Nearly everyone who’s anyone was surprised when Paul Mitchell announced last month that he wouldn’t seek re-election to Congress after his second term concludes in 2020. He said he wanted to spend more time with his family and had grown frustrated with gridlock in Washington.
His reasoning for leaving shouldn’t be questioned, especially when it comes to his family, but deciding to leave only three years in makes one wonder just how serious he was in asking voters to send him to Washington, D.C. The fact that he shelled out millions of dollars to get there in the first place and then decided to change course is maybe the most baffling part of this. Your average 10th District resident would never be in that scenario and maybe that’s what is so striking. It’s reminiscent of a wealthy person shelling out big dollars for a certain hobby that they quickly lose interest in, not batting an eye at the minor hit to their pocketbook. For reference, the average household income for someone in Mitchell’s district is about $81,000.

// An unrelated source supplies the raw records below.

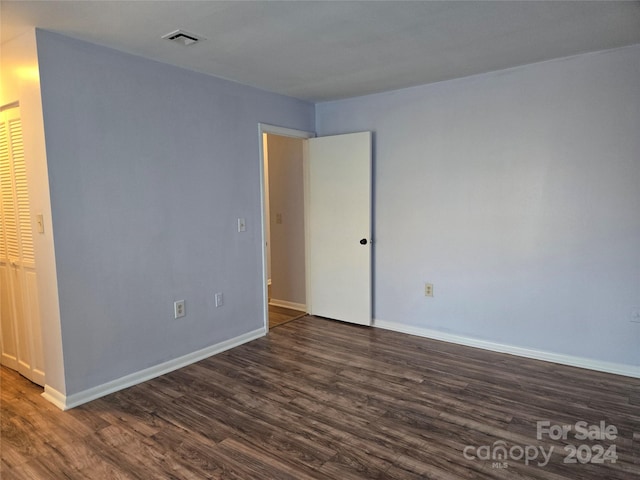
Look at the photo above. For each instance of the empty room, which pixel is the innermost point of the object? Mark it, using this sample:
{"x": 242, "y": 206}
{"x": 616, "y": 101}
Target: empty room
{"x": 320, "y": 240}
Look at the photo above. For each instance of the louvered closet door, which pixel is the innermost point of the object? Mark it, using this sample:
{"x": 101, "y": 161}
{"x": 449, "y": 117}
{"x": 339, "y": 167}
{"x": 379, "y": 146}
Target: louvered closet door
{"x": 21, "y": 337}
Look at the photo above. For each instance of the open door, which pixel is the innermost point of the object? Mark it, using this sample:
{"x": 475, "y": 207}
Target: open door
{"x": 338, "y": 227}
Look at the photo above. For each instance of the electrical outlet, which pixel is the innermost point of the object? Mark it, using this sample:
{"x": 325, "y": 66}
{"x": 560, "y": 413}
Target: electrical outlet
{"x": 219, "y": 300}
{"x": 178, "y": 309}
{"x": 428, "y": 290}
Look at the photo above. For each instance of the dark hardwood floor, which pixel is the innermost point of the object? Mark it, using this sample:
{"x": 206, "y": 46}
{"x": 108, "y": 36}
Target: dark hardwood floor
{"x": 317, "y": 399}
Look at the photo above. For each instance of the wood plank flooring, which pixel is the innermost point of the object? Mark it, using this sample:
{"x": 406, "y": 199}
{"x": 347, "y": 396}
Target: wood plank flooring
{"x": 317, "y": 399}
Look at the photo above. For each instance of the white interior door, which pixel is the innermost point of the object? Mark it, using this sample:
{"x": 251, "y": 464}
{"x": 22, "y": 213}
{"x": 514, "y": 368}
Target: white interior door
{"x": 338, "y": 197}
{"x": 20, "y": 334}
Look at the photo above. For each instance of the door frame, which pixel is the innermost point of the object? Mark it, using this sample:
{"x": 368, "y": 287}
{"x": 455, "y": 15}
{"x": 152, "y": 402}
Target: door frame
{"x": 284, "y": 132}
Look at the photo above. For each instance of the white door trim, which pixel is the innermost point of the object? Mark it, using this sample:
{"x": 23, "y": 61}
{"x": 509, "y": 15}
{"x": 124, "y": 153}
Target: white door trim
{"x": 285, "y": 132}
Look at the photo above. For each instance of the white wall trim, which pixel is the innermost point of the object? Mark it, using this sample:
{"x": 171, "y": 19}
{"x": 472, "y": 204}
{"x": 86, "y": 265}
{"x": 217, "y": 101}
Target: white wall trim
{"x": 286, "y": 304}
{"x": 581, "y": 362}
{"x": 54, "y": 396}
{"x": 66, "y": 402}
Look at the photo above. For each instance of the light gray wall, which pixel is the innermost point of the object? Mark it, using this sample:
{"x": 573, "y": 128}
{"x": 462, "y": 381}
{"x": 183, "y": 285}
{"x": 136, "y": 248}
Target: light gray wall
{"x": 149, "y": 168}
{"x": 516, "y": 193}
{"x": 286, "y": 198}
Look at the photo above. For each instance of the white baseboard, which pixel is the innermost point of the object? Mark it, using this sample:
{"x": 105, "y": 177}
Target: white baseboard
{"x": 581, "y": 362}
{"x": 66, "y": 402}
{"x": 286, "y": 304}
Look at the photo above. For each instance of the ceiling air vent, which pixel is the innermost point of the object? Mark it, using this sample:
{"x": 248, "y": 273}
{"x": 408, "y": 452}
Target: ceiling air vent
{"x": 182, "y": 37}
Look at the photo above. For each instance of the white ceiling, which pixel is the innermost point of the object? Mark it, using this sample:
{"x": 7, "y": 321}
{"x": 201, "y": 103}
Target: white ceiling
{"x": 323, "y": 50}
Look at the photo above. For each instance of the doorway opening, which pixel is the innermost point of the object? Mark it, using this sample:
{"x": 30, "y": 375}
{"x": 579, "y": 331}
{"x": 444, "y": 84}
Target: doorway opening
{"x": 284, "y": 224}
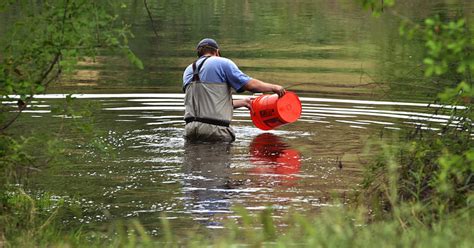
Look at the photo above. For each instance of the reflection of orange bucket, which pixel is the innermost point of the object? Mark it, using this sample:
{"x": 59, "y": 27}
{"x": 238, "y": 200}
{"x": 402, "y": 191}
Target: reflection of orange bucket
{"x": 272, "y": 155}
{"x": 270, "y": 111}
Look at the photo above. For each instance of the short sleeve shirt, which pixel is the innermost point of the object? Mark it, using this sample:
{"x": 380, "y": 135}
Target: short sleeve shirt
{"x": 218, "y": 70}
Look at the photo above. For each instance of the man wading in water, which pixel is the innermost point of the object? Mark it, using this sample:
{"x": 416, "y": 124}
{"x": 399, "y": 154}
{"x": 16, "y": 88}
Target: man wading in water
{"x": 208, "y": 85}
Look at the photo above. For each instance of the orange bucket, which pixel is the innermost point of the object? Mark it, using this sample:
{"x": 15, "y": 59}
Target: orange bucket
{"x": 270, "y": 111}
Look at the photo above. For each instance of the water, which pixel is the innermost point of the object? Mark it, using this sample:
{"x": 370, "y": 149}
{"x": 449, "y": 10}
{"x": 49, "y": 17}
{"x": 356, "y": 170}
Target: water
{"x": 351, "y": 71}
{"x": 301, "y": 167}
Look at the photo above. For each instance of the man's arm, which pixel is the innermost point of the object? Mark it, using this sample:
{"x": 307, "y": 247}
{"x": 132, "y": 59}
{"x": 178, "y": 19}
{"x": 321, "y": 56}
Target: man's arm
{"x": 255, "y": 85}
{"x": 247, "y": 102}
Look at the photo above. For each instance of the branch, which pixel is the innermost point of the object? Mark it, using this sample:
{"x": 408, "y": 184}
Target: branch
{"x": 151, "y": 18}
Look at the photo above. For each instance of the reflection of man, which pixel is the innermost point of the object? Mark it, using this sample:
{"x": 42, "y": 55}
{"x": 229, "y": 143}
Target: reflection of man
{"x": 207, "y": 84}
{"x": 207, "y": 176}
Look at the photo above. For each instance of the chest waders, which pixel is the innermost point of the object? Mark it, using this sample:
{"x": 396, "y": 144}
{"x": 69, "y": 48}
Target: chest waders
{"x": 208, "y": 109}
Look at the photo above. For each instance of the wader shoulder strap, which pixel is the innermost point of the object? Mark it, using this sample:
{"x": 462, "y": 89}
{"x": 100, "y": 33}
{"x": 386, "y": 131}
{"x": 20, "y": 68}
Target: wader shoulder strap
{"x": 196, "y": 72}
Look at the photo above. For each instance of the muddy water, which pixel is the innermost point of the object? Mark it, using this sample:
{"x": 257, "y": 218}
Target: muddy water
{"x": 302, "y": 166}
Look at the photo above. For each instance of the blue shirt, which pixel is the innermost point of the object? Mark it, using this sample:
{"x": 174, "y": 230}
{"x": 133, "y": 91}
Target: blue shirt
{"x": 218, "y": 70}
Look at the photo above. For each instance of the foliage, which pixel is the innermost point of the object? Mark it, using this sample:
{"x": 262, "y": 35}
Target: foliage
{"x": 429, "y": 169}
{"x": 377, "y": 6}
{"x": 334, "y": 227}
{"x": 49, "y": 38}
{"x": 44, "y": 40}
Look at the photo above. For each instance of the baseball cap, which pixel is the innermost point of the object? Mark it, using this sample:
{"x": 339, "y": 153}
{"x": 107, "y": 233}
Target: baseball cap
{"x": 208, "y": 42}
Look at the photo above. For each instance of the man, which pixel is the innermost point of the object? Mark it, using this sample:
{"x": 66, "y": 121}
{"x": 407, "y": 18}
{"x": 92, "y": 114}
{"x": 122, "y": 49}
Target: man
{"x": 208, "y": 85}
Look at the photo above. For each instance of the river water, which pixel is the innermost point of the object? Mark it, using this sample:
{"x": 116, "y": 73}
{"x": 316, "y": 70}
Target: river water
{"x": 350, "y": 70}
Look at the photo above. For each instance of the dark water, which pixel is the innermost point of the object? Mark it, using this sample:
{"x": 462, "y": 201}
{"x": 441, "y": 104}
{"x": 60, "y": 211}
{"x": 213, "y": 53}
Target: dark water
{"x": 299, "y": 167}
{"x": 348, "y": 68}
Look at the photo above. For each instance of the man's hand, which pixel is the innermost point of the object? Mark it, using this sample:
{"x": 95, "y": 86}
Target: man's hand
{"x": 255, "y": 85}
{"x": 247, "y": 102}
{"x": 279, "y": 90}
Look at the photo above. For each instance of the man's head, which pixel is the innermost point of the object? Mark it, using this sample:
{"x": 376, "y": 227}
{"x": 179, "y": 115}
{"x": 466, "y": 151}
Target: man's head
{"x": 207, "y": 46}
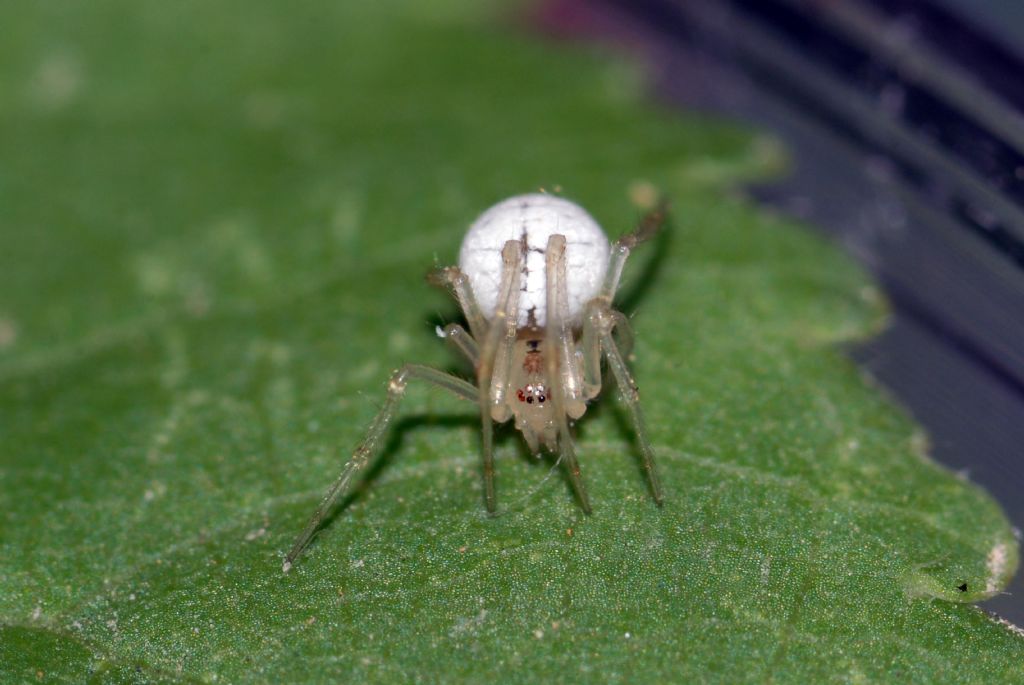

In his 2.5 years in office, Mitchell has worked on important causes. He introduced a bill that would require more transparency in the realm of college costs and student outcomes and Mitchell fought to keep federal funding for the Great Lakes Restoration Initiative. Unfortunately, he hasn’t opted to interact with residents on a regular basis, foregoing the typical town hall type meetings that most members of Congress host even if they aren’t necessarily “pleasant.”
It will be interesting to see how the next 19 months play out for Mitchell. Although he claimed the current political climate in the Capitol is one reason he wants to leave, it’s possible he has a unique opportunity to affect change in that arena. With seemingly “nothing left to lose,” Mitchell should call out fellow officials who go too far in their rhetoric, including those in his own party. Additionally, he could lead by example and use a more diplomatic tone in his official statements rather than the now common “us vs. them” mantra.
In his campaign literature from 2018, Mitchell touted himself as someone “who understands what it means to stand up to the establishment” and believed in the value of “say what you mean and do what you say.” His campaign days may be over but there’s still plenty of time to fulfill those promises to constituents.